Frankrijk ruim bedeeld met 52, Italië negen en Spanje bleef achter met
twee. Oostenrijk en Zwitserland elk
slechts één. Samen 83 en dat was de
afgelopen jaren altijd wel meer geweest. We zullen jaren terug moeten gaan dat
een getal gelijk of onder de 82 geeft; zeker ruim in de vorige eeuw.
Wat niet betekend dat deze trend zich niet zal
doorzetten.

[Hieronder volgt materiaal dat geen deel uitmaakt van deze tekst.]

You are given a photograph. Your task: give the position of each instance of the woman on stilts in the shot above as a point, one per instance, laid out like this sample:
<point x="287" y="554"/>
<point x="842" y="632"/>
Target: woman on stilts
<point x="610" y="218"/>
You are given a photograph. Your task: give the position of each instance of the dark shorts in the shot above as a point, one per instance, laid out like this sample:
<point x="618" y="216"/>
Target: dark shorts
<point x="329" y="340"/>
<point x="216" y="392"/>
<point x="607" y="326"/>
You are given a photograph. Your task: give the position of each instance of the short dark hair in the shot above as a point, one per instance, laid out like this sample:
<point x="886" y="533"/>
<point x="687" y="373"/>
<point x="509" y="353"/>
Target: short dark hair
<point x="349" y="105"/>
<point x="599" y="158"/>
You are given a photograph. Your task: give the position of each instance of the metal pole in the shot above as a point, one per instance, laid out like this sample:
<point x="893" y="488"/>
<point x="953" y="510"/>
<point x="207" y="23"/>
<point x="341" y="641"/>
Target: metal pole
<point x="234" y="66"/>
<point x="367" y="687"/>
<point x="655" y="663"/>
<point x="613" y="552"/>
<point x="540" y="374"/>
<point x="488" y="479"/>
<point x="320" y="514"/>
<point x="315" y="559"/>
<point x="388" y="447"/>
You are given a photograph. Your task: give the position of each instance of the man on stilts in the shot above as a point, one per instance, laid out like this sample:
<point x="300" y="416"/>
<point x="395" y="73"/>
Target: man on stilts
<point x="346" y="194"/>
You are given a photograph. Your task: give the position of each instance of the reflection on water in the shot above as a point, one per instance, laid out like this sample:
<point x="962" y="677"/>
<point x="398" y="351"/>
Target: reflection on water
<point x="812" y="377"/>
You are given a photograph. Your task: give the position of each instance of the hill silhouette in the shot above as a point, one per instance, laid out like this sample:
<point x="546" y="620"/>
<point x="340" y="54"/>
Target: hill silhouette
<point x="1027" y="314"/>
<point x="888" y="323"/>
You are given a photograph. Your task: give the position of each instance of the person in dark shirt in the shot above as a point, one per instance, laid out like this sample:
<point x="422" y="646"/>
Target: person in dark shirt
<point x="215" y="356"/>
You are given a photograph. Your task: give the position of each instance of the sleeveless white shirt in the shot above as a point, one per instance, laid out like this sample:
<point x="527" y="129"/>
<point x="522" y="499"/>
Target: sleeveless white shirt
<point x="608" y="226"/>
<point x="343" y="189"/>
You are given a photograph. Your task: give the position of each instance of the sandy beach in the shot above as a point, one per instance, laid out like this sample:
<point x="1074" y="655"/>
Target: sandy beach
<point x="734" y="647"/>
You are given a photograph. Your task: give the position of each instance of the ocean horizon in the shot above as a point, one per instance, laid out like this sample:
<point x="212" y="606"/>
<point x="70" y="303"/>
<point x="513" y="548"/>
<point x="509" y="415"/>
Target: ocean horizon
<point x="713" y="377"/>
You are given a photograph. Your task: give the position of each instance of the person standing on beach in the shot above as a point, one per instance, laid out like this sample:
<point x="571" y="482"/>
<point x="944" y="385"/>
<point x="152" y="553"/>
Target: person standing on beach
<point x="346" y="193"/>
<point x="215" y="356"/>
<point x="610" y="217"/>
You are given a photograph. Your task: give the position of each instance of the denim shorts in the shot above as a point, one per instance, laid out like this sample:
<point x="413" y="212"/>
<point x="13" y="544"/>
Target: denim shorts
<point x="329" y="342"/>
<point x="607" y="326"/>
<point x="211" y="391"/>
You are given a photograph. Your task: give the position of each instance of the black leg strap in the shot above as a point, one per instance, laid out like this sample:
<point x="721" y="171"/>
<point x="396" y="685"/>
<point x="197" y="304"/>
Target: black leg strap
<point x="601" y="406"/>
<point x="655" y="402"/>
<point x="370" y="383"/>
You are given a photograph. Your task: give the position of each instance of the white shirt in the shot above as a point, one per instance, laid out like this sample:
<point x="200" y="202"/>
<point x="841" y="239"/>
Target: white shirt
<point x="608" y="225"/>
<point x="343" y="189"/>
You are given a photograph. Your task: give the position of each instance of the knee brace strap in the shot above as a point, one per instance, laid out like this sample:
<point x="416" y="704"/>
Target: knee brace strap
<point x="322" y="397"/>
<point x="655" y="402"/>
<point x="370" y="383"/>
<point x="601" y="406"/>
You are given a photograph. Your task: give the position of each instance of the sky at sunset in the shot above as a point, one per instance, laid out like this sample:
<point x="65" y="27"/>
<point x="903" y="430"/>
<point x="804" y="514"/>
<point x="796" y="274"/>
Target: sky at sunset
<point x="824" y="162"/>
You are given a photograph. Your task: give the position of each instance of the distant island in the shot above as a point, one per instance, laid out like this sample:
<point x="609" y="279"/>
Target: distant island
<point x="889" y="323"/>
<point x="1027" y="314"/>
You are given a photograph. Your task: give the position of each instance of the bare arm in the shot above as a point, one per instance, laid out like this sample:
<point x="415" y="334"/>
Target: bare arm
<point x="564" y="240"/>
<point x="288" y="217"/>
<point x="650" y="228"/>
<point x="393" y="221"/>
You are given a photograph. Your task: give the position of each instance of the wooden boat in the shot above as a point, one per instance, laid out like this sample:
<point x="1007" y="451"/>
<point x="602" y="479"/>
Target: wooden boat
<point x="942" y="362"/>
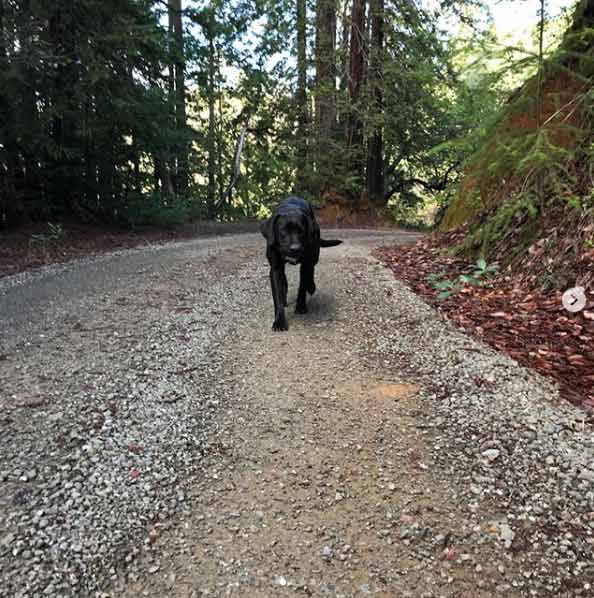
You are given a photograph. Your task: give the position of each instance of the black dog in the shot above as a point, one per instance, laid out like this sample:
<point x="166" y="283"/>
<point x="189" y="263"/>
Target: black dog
<point x="293" y="235"/>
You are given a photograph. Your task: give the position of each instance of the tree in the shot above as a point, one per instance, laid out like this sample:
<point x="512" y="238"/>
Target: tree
<point x="301" y="97"/>
<point x="375" y="151"/>
<point x="356" y="68"/>
<point x="178" y="69"/>
<point x="325" y="89"/>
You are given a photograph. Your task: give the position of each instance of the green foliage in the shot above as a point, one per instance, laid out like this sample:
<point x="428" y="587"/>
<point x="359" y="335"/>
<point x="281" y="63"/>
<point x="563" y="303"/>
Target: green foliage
<point x="528" y="160"/>
<point x="152" y="210"/>
<point x="54" y="234"/>
<point x="479" y="276"/>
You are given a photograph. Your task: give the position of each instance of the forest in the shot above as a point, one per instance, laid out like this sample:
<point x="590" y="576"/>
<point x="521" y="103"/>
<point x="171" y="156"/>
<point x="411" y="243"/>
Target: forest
<point x="160" y="112"/>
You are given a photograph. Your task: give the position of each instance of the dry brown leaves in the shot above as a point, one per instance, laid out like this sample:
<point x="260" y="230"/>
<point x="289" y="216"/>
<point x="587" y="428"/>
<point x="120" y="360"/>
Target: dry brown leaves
<point x="530" y="326"/>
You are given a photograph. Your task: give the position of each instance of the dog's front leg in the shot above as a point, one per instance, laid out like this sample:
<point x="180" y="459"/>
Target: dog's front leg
<point x="277" y="283"/>
<point x="305" y="283"/>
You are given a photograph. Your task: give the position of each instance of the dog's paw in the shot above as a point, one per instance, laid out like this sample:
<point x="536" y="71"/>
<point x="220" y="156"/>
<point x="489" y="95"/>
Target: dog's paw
<point x="280" y="324"/>
<point x="301" y="308"/>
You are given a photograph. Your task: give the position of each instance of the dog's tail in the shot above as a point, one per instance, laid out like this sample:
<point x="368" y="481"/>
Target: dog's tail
<point x="329" y="242"/>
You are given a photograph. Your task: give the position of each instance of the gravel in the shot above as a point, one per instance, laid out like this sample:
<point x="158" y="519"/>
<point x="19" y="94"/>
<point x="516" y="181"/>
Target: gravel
<point x="146" y="420"/>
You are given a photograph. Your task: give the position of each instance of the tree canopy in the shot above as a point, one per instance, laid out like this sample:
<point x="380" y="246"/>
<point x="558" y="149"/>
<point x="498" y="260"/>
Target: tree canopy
<point x="158" y="111"/>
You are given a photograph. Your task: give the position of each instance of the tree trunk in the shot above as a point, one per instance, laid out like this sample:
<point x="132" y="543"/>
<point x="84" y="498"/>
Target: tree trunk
<point x="343" y="55"/>
<point x="212" y="157"/>
<point x="325" y="100"/>
<point x="175" y="15"/>
<point x="65" y="173"/>
<point x="355" y="127"/>
<point x="375" y="151"/>
<point x="301" y="97"/>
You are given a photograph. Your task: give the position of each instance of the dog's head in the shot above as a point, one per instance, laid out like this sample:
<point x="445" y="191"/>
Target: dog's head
<point x="289" y="233"/>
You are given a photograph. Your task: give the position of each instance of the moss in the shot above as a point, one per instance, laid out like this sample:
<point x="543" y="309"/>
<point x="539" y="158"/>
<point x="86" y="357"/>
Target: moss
<point x="516" y="223"/>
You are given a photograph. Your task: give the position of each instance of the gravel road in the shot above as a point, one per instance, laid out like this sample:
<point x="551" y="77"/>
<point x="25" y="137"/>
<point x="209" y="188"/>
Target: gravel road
<point x="158" y="439"/>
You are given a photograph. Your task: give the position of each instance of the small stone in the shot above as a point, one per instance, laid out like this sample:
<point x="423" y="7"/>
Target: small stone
<point x="327" y="552"/>
<point x="491" y="454"/>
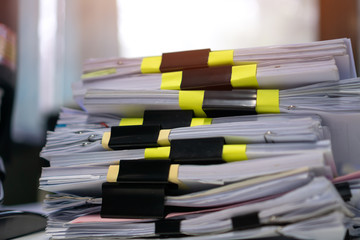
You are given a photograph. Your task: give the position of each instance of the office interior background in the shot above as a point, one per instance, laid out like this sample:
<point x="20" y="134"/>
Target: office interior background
<point x="55" y="37"/>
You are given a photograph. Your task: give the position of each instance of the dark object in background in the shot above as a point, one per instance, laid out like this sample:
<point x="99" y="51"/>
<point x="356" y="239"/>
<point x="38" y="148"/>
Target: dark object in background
<point x="18" y="223"/>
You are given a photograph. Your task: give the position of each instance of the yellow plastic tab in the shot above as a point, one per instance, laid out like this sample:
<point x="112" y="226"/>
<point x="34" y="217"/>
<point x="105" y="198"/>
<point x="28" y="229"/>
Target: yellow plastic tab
<point x="236" y="152"/>
<point x="200" y="121"/>
<point x="221" y="58"/>
<point x="267" y="101"/>
<point x="105" y="140"/>
<point x="113" y="173"/>
<point x="131" y="121"/>
<point x="192" y="100"/>
<point x="163" y="139"/>
<point x="157" y="153"/>
<point x="171" y="80"/>
<point x="244" y="76"/>
<point x="151" y="64"/>
<point x="173" y="174"/>
<point x="99" y="73"/>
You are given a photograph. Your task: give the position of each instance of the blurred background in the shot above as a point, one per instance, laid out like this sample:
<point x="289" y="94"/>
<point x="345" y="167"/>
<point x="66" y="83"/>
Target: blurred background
<point x="54" y="37"/>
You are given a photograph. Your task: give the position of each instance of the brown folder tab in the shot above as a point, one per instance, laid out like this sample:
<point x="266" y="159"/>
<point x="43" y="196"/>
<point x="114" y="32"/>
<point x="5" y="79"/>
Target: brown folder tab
<point x="215" y="78"/>
<point x="176" y="61"/>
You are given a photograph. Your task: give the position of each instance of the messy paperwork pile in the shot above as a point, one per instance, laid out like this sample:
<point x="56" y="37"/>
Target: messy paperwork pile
<point x="206" y="145"/>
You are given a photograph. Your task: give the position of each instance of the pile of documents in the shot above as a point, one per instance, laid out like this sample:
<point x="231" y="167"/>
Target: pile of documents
<point x="203" y="144"/>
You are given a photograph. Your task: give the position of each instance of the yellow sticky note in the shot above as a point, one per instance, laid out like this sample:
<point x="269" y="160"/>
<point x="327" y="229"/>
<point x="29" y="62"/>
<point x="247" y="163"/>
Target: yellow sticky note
<point x="113" y="173"/>
<point x="200" y="121"/>
<point x="236" y="152"/>
<point x="131" y="121"/>
<point x="157" y="153"/>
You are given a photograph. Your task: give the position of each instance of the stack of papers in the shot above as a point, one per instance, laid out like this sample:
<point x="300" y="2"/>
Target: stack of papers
<point x="206" y="145"/>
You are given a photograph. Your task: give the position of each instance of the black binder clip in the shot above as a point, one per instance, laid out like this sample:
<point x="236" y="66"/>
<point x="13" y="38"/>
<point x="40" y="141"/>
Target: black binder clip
<point x="139" y="191"/>
<point x="138" y="136"/>
<point x="168" y="119"/>
<point x="197" y="151"/>
<point x="344" y="190"/>
<point x="168" y="228"/>
<point x="246" y="221"/>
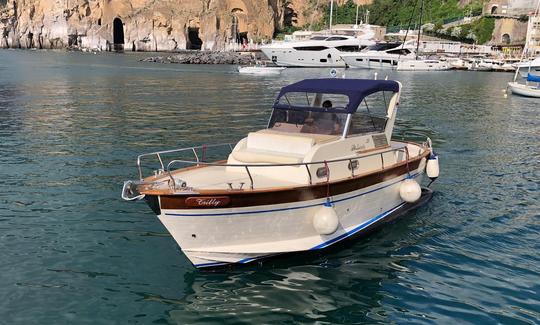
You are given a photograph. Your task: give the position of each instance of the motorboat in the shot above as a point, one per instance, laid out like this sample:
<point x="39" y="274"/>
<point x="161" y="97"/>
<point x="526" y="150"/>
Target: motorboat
<point x="423" y="65"/>
<point x="455" y="63"/>
<point x="323" y="49"/>
<point x="526" y="67"/>
<point x="531" y="88"/>
<point x="318" y="51"/>
<point x="260" y="69"/>
<point x="379" y="56"/>
<point x="324" y="169"/>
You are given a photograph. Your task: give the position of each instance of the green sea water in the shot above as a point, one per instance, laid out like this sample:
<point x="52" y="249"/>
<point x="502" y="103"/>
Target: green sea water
<point x="73" y="252"/>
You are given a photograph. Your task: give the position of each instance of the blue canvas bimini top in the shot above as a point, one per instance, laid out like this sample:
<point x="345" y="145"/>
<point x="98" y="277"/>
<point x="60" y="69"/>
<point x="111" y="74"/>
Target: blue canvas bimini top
<point x="355" y="89"/>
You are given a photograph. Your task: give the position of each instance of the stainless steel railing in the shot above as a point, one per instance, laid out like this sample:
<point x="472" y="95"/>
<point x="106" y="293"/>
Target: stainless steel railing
<point x="159" y="155"/>
<point x="326" y="163"/>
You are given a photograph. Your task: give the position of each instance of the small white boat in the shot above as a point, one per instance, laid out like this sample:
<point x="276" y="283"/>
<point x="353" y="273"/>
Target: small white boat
<point x="325" y="169"/>
<point x="379" y="56"/>
<point x="260" y="69"/>
<point x="422" y="65"/>
<point x="527" y="67"/>
<point x="530" y="89"/>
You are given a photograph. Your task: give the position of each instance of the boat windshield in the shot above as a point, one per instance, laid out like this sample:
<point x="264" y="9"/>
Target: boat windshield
<point x="293" y="121"/>
<point x="310" y="113"/>
<point x="383" y="46"/>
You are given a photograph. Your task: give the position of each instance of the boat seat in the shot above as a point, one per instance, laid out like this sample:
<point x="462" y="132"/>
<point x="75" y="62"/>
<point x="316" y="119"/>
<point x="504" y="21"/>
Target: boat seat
<point x="274" y="147"/>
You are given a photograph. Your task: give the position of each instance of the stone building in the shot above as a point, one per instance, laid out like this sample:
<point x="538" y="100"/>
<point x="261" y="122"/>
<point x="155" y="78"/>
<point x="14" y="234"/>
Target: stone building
<point x="510" y="32"/>
<point x="533" y="37"/>
<point x="146" y="25"/>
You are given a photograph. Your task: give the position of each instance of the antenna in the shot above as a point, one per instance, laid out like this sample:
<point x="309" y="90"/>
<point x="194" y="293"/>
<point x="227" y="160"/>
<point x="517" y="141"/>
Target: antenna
<point x="419" y="28"/>
<point x="356" y="21"/>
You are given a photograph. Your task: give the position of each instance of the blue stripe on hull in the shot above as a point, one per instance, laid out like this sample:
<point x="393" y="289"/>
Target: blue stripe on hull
<point x="320" y="246"/>
<point x="282" y="209"/>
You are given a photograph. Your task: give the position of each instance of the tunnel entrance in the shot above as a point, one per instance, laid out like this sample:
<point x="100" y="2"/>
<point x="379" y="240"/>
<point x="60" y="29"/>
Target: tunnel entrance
<point x="194" y="42"/>
<point x="118" y="35"/>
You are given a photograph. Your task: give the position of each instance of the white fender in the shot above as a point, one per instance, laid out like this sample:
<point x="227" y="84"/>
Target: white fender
<point x="325" y="220"/>
<point x="432" y="166"/>
<point x="410" y="191"/>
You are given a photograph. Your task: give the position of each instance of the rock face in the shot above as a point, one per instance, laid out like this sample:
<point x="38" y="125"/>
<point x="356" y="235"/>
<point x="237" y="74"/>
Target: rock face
<point x="141" y="25"/>
<point x="205" y="57"/>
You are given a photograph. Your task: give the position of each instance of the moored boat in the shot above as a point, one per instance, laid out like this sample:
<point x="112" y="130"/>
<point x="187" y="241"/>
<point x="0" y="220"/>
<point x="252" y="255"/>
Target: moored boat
<point x="324" y="169"/>
<point x="530" y="89"/>
<point x="260" y="69"/>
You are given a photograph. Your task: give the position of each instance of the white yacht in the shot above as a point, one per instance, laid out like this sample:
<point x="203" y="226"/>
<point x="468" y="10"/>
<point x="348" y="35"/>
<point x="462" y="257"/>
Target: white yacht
<point x="527" y="67"/>
<point x="321" y="50"/>
<point x="379" y="56"/>
<point x="422" y="65"/>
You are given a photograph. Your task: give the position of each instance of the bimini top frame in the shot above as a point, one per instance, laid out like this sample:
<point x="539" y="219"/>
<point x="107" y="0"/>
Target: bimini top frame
<point x="355" y="89"/>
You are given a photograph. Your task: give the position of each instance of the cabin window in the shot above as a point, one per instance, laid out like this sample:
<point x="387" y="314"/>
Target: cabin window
<point x="399" y="51"/>
<point x="348" y="48"/>
<point x="310" y="113"/>
<point x="353" y="165"/>
<point x="337" y="38"/>
<point x="371" y="115"/>
<point x="310" y="48"/>
<point x="322" y="172"/>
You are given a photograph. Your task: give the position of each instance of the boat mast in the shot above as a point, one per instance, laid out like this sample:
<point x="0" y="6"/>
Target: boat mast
<point x="419" y="28"/>
<point x="331" y="13"/>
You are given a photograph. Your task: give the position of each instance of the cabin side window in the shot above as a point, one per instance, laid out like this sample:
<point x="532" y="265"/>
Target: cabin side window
<point x="371" y="115"/>
<point x="311" y="113"/>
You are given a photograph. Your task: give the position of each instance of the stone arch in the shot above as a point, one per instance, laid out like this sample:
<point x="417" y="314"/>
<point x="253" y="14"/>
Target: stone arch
<point x="194" y="42"/>
<point x="118" y="34"/>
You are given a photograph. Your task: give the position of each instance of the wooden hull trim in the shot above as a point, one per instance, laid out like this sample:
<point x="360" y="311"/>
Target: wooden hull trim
<point x="238" y="199"/>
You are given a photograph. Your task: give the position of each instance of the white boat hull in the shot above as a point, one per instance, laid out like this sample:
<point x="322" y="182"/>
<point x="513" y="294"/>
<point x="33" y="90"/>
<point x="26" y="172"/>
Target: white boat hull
<point x="422" y="65"/>
<point x="523" y="72"/>
<point x="261" y="70"/>
<point x="212" y="237"/>
<point x="289" y="57"/>
<point x="370" y="63"/>
<point x="524" y="90"/>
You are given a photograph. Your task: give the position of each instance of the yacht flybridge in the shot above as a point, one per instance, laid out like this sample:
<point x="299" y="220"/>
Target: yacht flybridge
<point x="323" y="170"/>
<point x="321" y="50"/>
<point x="380" y="56"/>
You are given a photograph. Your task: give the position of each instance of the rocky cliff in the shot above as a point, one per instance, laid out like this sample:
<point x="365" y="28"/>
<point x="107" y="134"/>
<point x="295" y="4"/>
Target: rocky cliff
<point x="142" y="25"/>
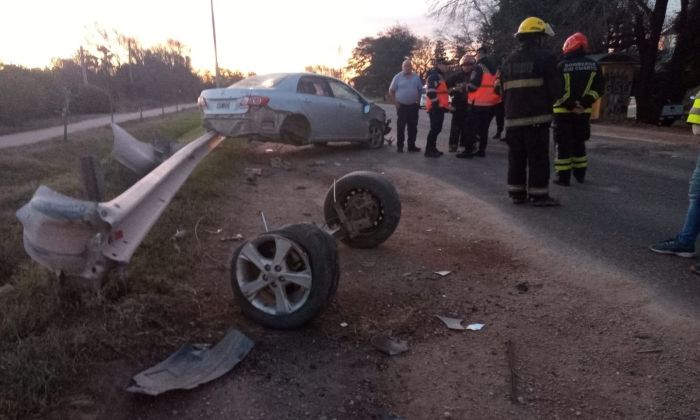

Vermoedelijk zullen de komende
jaren de getallen als maar minder worden; de behoefte om te reizen neemt met
het ouder worden steeds meer af.
Misschien ook wel dat dit de laatste keer zal zijn
dat ik zogenoemde jaarcijfers noteer. Er is immers een tijd van begin waardoor
er ook altijd weer een tijd van ophouden, stoppen zal volgen.
Het is het verhaal van de vrachtrijder die steeds meer
op de spreekwoordelijke rem gaat staan; en daar komt bij dat er andere zaken
zijn waar, althans deze, vrachtrijder zich steeds meer op gaat toeleggen zoals,
en dat moge inmiddels wel bekend zijn, het edele schaken wat een steeds grotere
rol in ’t leven gaat spelen.
Met het zich in volle aandacht begeven op de
vierenzestig velden ontloop ik ook de grote, míjn grote, ergernissen waaraan ik
me zou kunnen stoten; zoals dat in naam van de vrijheid alle vrijheid lijkt te
worden vernietigd.
Ondertussen luister ik naar Antonio’s largo van de winter; de winter, de donkere
tijding waaruit straks het voorjaar wordt geboren; in een ingewikkelde stelling
probeer ik een midwinterzet te vinden.